26 Aralık'ta Pozantı'ya kadar tüm Çukurova, Türk askerinden arındırılmıştır. Komutan Nihat Bey, halkın gözyaşları arasında ayrılır kentten ama Adana'lılar çoktan karar vermiştir. Direnilecektir. Kimi silahıyla, kimi kalemiyle..
Kalem, Ahmet Remzi'nin elindedir. 26 yaşında genç bir öğretmendir. Yozgatlı yedek subay Mehmet Avni (Doğan) onun en yakın fikir dostudur.
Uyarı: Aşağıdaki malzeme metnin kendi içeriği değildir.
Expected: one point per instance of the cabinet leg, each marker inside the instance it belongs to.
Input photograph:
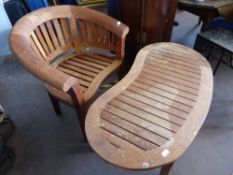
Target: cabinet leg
(165, 170)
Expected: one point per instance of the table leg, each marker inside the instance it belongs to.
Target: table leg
(165, 170)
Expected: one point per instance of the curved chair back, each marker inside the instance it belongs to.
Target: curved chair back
(41, 36)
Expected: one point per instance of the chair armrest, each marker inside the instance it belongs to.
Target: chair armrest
(37, 66)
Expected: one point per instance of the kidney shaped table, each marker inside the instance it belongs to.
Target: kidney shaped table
(153, 114)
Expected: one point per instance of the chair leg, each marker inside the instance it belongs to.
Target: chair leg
(219, 61)
(55, 103)
(165, 170)
(199, 21)
(81, 114)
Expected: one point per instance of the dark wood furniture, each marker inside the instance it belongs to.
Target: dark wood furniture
(61, 46)
(153, 114)
(149, 21)
(217, 38)
(207, 10)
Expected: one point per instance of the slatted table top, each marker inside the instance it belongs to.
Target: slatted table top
(152, 115)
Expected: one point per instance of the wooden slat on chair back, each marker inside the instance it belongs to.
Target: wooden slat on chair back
(52, 38)
(59, 29)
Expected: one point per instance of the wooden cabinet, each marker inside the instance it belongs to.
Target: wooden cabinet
(149, 21)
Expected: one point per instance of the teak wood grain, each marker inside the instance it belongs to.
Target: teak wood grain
(153, 114)
(61, 45)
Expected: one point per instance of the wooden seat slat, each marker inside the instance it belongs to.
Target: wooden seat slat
(126, 135)
(80, 60)
(145, 115)
(74, 73)
(151, 80)
(172, 65)
(99, 62)
(183, 78)
(171, 82)
(157, 91)
(173, 61)
(165, 66)
(134, 129)
(118, 141)
(152, 110)
(159, 98)
(83, 66)
(140, 122)
(177, 60)
(156, 104)
(168, 76)
(78, 69)
(163, 101)
(101, 58)
(180, 57)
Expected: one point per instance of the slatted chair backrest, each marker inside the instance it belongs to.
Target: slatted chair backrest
(55, 30)
(39, 37)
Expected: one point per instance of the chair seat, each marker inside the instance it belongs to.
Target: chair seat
(90, 70)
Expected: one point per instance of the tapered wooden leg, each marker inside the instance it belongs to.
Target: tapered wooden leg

Mucavirzade Mustafa Emin' in sahibi olduğu Hayat Matbaası, Çukurova'nın kaderini değiştirecektir.
"Adana" adıyla çıkar ilk gazete, 25 Aralık'ta. "Ferda" gibi gazetelere yanıt vermek için. Verdikleri yanıtlar sert olur. Üç sayı yayınlanabilir. Önce rüşvetle susturmaya çalışırlar. Boyun eğmeyince gazete kapatılır.
İki arkadaş, yeni bir gazete için Vali Nazmi Bey'i ikna ederler ve "Yeni Adana" başlar, yayına. Türk halkını örgütlemeye çalışır. 8.sayı "Kanuna Hürmet " başlığını taşır. Yazarı Mehmet Avni'dir. Gazetelerin kapatılmasını kalmaz, işgal güçleriyle de alay eder. "Eşeğin kuyruğu halâ elimizdedir" Yani güç bizdedir, demektedir.
8 Ocak 1919'da matbaa basılır, makinalarına el konur. Matbaa sahibi Mustafa Esin ve Mehmet Avni tutuklanıp işgal bölgesi dışına sürülür.
Kalem susarsa, silah konuşur. Tutuklanmaktan son anda kurtulan Ahmet Remzi, o günlerde Temsilciler Kurulu Başkanı Mustafa Kemal Paşa ile temas halindedir. Müdafa-i Hukuk Cemiyeti örgütlenir, silahlı direniş başlar.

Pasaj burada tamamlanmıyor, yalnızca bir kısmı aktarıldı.